Der größte Fehler war, eine Rate zu bezahlen. Denn damit ist dem Anbieter dein Referenzkonto bekannt, über dass du vermutlich zu ermitteln bist.

Wenn ich mir den Screenshot so anschaue, dann fehlt bei der Darlegung der Anmalededaten ein entscheidendes Detail. Neben der IP-Adresse wurde nämlich anscheinend die MSISDN nicht gespeichert und somit ist/war dem Anbieter deine Mobilfunknummer unbekannt und deshalb kann die Anmeldesession dir gar nicht gerichtsfest zugeordnet werden. Und überhaupt, in so einer zivilen Sache nutzen dem Anbieter die IP-Daten rein gar nichts. Der macht nur auf Angst.


----------



## Hippo (4 Dezember 2018)

@Reducal - wenn er jetzt bei den Eltern die Hosen runterläßt würde ein Brief reichen um das Ding zu kippen. Steht ja alles in meinem Link.
Mit 17 hat sich was mit einem Abo, ist kein Taschengeldgeschäft.
Theoretisch könnten sie die erste Rate sogar zurückfordern ...


----------



## Reducal (4 Dezember 2018)

Ja, er sollte unbedingt mit den Eltern reden.





Hippo schrieb:


> Theoretisch könnten sie die erste Rate sogar zurückfordern ...


...aber ob man mit der _*The Way 2 Play Ltd.*_ reden kann/sollte, wage ich zu bezweifeln, da die eher auf Konfrontation gebürstet zu sein scheinen. Denen geht Recht und Gesetz augenscheinlich nix an. WayPlay.de ist womöglich ein Schurkenweb, zumindest lässt sich das mit den zahlreichen Webeinträgen und Warnungen vermuten.


----------



## jupp11 (4 Dezember 2018)

Lustig ist, dass ausgerechnet seit wenigen Tagen angebliche Experten bei youtube  alles für rechtens erklären:
-https://www.youtube.com/watch?v=vY8owpTAtzA
-https://www.youtube.com/watch?v=bxhsmo5rGZA

Die  Bezahlungsmodalitäten  sind tief in den Nutzungsbedingungen versteckt
http://wayplay.de/nutzungsbedingungen.html


> 5. Bezahlung
> Die Registrierung beginnt mit einer kostenfreien Testphase mit einer Dauer von 5 Tagen.
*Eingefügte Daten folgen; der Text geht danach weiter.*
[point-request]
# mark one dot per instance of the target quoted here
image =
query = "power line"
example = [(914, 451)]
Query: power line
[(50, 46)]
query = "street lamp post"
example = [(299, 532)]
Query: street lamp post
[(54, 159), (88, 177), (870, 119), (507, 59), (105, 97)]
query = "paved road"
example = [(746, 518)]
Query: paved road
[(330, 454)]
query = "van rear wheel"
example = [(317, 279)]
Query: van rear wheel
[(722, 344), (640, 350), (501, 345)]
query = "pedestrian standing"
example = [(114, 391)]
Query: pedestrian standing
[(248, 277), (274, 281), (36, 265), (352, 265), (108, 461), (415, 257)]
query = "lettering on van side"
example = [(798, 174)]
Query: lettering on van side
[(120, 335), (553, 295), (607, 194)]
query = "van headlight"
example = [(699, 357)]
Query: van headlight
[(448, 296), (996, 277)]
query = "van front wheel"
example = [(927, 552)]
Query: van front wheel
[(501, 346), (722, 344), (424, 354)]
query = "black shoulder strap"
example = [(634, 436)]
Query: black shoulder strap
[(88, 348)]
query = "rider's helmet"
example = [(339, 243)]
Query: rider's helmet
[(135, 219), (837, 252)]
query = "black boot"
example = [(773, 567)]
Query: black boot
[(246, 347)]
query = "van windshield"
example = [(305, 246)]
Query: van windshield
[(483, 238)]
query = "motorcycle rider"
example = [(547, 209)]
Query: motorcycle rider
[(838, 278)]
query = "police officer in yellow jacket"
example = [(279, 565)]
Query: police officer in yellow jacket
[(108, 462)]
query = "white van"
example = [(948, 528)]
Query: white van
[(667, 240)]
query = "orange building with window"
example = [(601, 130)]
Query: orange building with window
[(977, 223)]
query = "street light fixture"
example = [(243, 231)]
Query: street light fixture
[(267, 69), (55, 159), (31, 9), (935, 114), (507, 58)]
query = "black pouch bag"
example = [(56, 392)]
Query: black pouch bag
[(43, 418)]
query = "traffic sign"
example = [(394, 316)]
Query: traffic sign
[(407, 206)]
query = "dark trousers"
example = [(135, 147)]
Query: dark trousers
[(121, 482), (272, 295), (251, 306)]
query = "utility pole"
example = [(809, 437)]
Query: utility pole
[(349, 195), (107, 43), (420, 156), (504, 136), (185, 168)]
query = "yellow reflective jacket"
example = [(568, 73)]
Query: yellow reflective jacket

Wenn Sie Ihr Abonnement innerhalb dieser Frist abbestellen, wird Ihr Account aus unserer Datenbank vollständig gelöscht. Wenn Sie Ihr Abonnement während der kostenfreien Testphase nicht abbestellen, wird Ihr Account automatisch auf einen Premium-Account mit einer Laufzeit von einem Jahr umgestellt.
> 
> Indem Sie ein Mitglied von WayPlay werden, erklären Sie sich direkt damit einverstanden, dass wir dazu ermächtigt sind, Ihnen die Rechnung für die Jahresmitgliedschaft entsprechend dem aktuellen Wechselkurs sowie für die anderen Unkosten, die in Zusammenhang mit der Benutzung der Anbieterservices Ihrerseits stehen, auszustellen.


Im übrigen sind die Nutzungsbedingungen ein Witz, da keinerlei Garantien für die zu liefernden Leistungen gegeben werden.


----------



## Reducal (4 Dezember 2018)

jupp11 schrieb:


> Experten


Für Geld kann man fast alles haben, z. B. Influencer, Scharlatane und Rechtsverdreher.


----------



## Hippo (4 Dezember 2018)

@Reducal - drum schrubberte ich ja "theoretisch"
Die ersten 150.- dürften ziemlich sicher Lehrgeld sein ...


----------



## jupp11 (4 Dezember 2018)

janb1107 schrieb:


> habe mich vor einiger Zeit auf der Internetseite WayPlay angemeldet.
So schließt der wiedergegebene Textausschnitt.